In Study 3, we tested for possible relationships between vocal attractiveness and both fundamental frequency (i.e., pitch) and formant frequencies. We first replicated the well-established findings that male voices tend to have significantly lower fundamental frequencies and significantly lower formant frequencies than female voices10,11,12,13. Consistent with previous work, we also found that more attractive male voices tended to have lower fundamental frequencies12,14,15,16,17 and that more attractive female voices tended to have higher fundamental frequencies5,14,15,18,19,20,21. That the negative effect of pitch on male vocal attractiveness was greater than the positive effect of pitch on female vocal attractiveness is also consistent with previous work7. By contrast with our results for fundamental frequency, formant frequencies did not predict either male or female vocal attractiveness in our study12,13,14,15,16,17,18,19,20,21,22,23,24. Thus, although we do not replicate a significant effect of averaging voices on attractiveness ratings, we do replicate the previously reported effect of voice pitch (i.e., it does not appear that there is something inherently unusual or atypical about this particular sample of raters or voices).
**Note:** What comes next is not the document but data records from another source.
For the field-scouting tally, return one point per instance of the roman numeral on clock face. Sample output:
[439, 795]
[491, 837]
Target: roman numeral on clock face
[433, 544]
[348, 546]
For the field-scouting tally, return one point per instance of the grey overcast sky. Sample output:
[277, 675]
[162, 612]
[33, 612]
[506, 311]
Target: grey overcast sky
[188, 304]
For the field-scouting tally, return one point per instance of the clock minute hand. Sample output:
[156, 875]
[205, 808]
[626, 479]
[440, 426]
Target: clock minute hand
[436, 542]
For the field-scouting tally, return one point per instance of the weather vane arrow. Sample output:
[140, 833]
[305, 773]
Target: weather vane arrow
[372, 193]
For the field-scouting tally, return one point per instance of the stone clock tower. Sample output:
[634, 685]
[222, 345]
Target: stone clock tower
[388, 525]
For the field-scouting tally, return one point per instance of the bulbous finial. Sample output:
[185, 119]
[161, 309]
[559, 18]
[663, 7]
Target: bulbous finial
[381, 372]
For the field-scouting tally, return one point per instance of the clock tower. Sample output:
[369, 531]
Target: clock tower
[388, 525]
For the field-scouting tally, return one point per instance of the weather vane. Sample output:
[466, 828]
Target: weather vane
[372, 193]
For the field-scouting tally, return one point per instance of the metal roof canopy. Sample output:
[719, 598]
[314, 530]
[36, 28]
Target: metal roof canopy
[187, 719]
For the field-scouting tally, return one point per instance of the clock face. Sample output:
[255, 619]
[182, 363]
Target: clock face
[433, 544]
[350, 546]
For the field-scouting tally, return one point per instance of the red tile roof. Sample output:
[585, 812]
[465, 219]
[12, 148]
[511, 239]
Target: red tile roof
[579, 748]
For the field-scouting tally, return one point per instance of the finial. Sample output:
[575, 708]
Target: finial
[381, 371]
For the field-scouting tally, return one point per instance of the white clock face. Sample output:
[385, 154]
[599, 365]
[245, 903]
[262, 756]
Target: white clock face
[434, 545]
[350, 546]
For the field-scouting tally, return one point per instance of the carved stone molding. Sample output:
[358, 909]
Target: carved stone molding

Others have used voice cloning to create average voices using different speech types (phonemes, non-words, and sentences)43.

To summarize, although we found that increasing vocal averageness significantly decreased distinctiveness ratings (Study 1), we found no evidence that increasing vocal averageness significantly increased attractiveness ratings (Study 2). While these results show that participants could, on average, detect our averageness manipulation in the testing paradigm employed, the null results for attractiveness contrast with the finding that increasing vocal averageness increased attractiveness25. We also found that fundamental frequency (but not formant frequencies) significantly predicted vocal attractiveness, being negatively correlated with male vocal attractiveness and positively correlated with female vocal attractiveness (Study 3). Thus, while we found no evidence that averageness significantly increased vocal attractiveness, our results are consistent with the claim that pitch influences attractiveness judgments of voices.